As we talked, she explained how the story of segregation in Kosovo during the ‘90s reminded her of the struggles for human rights citizens in her own country were facing. As a Turkish woman, she was engaged in educational programs with Kurdish youth in her country, which was also one of the reasons she sought to leave, as she was concerned for her physical well being.

At that time, with no certainty over when she would be able to return to her country, the stories of segregation, but more importantly, civic resistance, appeared to offer her some kind of solace and renewed belief in the power of individual and collective agency.

Within such a small, isolated, personal experience, I was emotionally reminded of the power that stories can have in transcending a sometimes overwhelming reality. And that too often today, the individual or small group responsibility and ability to overcome structural inequalities is disregarded.

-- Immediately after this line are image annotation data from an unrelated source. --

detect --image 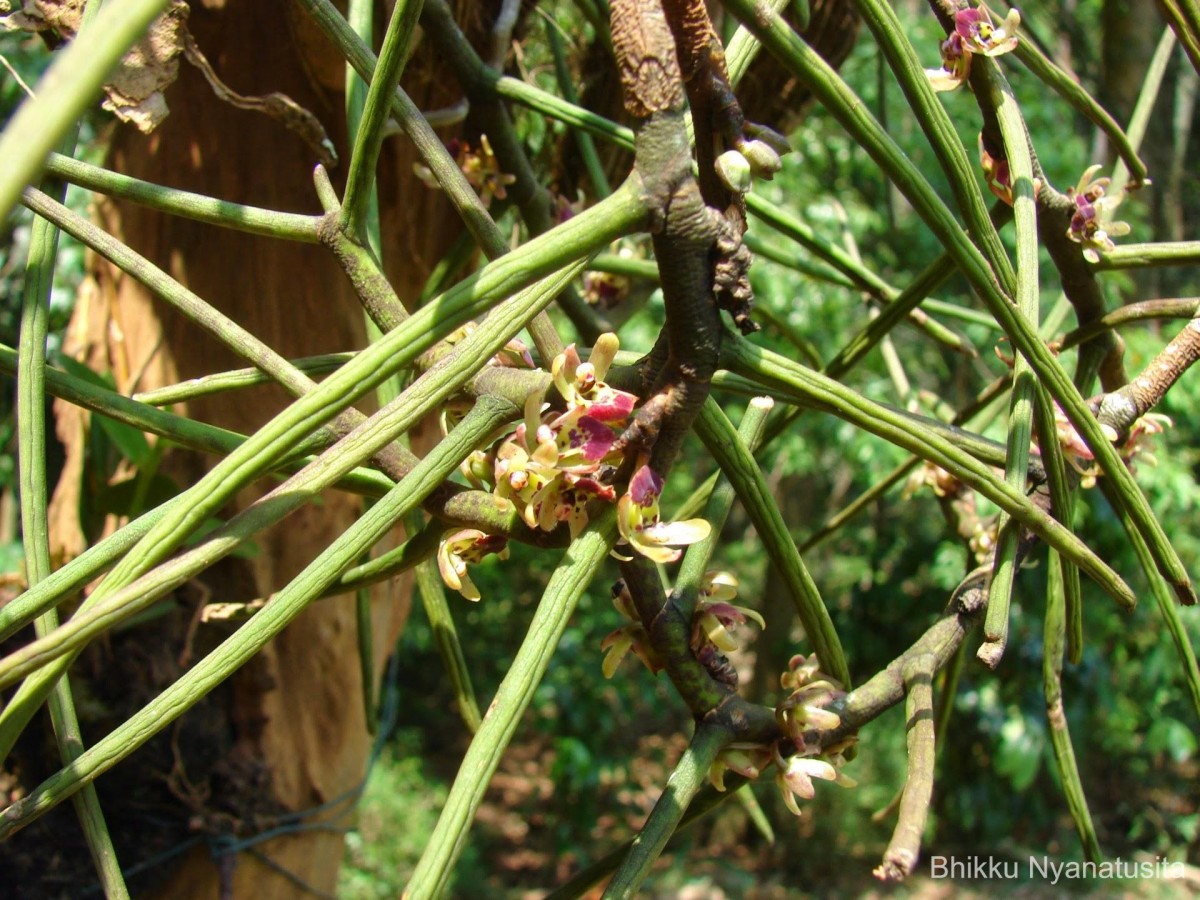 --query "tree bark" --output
[39,0,482,900]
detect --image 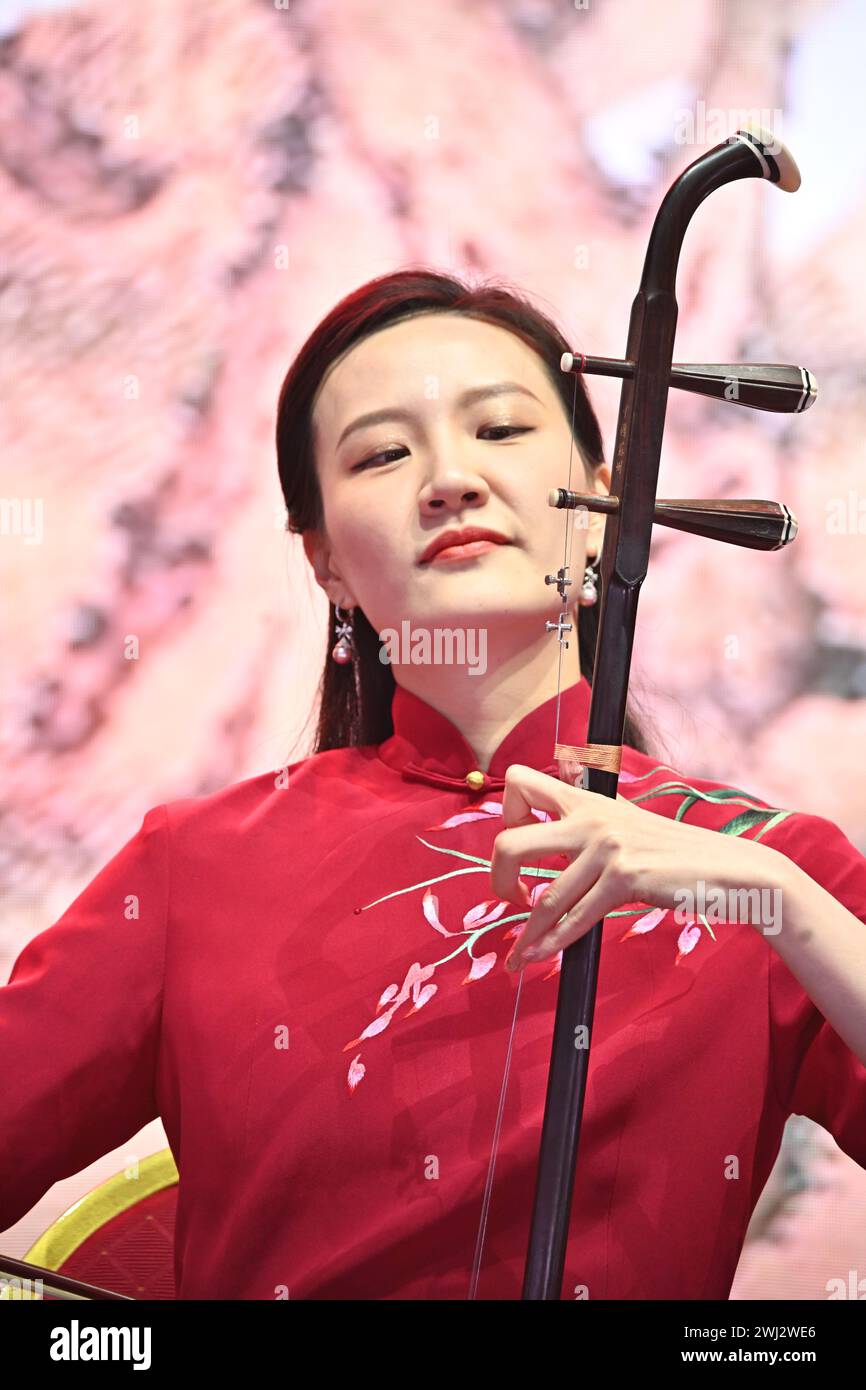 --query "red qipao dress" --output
[0,680,866,1300]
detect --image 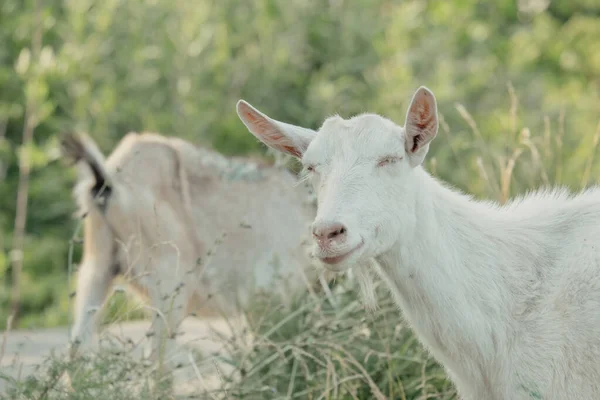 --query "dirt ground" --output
[0,318,242,397]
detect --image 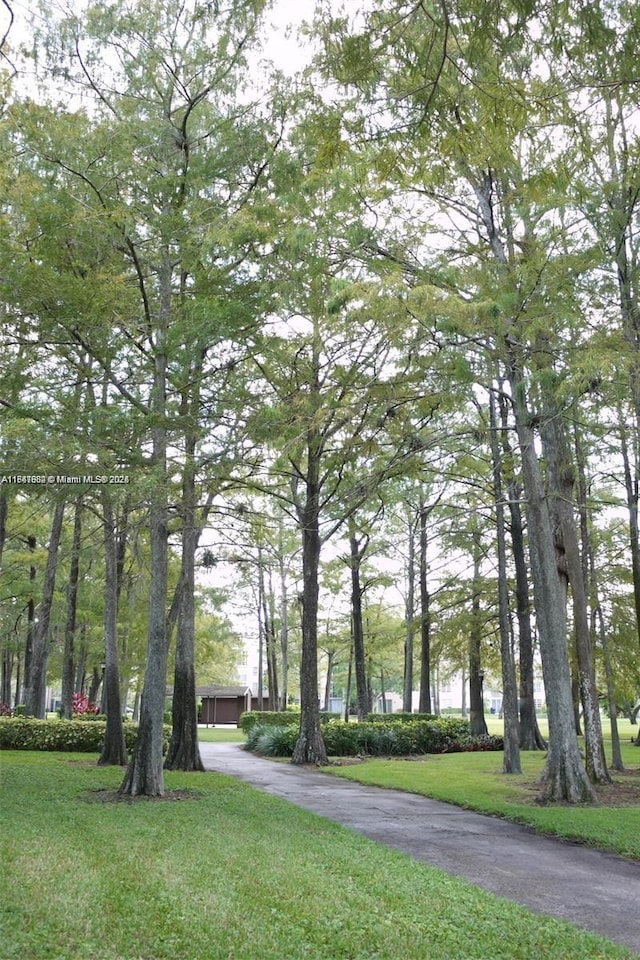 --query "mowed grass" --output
[0,752,631,960]
[198,727,245,743]
[326,721,640,859]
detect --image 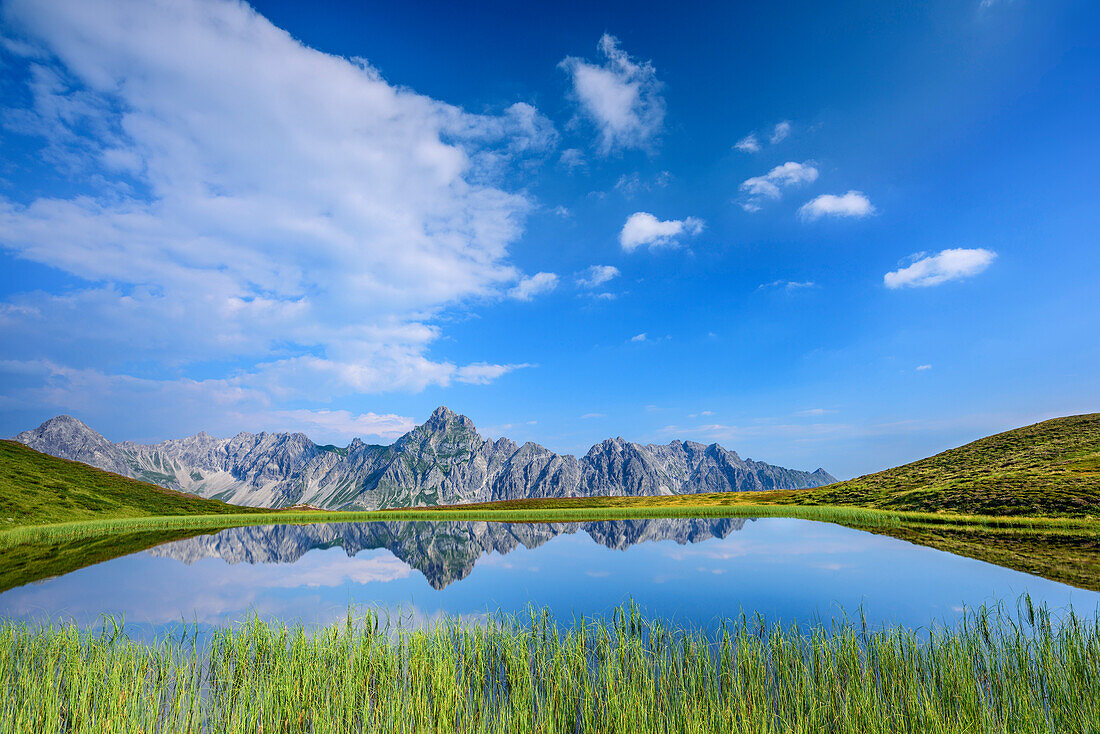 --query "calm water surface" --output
[0,518,1100,636]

As we are wrapping up the last month of the year, many have been wishing for a quicker end to 2016 — a year that has become synonymous with tragedy, suffering, discontent, disenfranchisement, frustration, and anger. Wishing an end to 2016 is one way to sarcastically try to shrug off the shock of this year’s events.

The feelings of uncertainty over the state of political, civil and individual freedoms, or of sound socio-economic well being, which citizens across political systems worry over, are not merely microcosms of political disagreements. They are rooted in observations and experiences of political developments that on one hand, seem to be headed toward increased exclusionary, nativist, populist policies in western Europe and the US, and on the other hand, toward strengthening and reinforcing oligarchic systems of government in the Balkans.

We head toward 2017 facing such prospects —a year in which the uncertainties of 2016 will continue to take shape within political projects. As calls for “sovereignty of the country” in Kosovo will continue to be made, let’s remember that democracy is sovereignty of and by the people.

Regardless of whether next year democracy will take place in the streets or in voting ballots, or both, resistance will be up to individual and collective engagement, consistent scrutinizing and determination to hold authorities accountable — our strength lies in the power of individual and collective agency of citizens. If we take our liberties for granted, give up on fighting for them, or fail to acknowledge the abuses of others’, we risk becoming simple spectators to democracy, not actively part of it, which ultimately will undermine whichever cause we stand for. Let’s ensure 2017 is the year of continued resistance and engagement.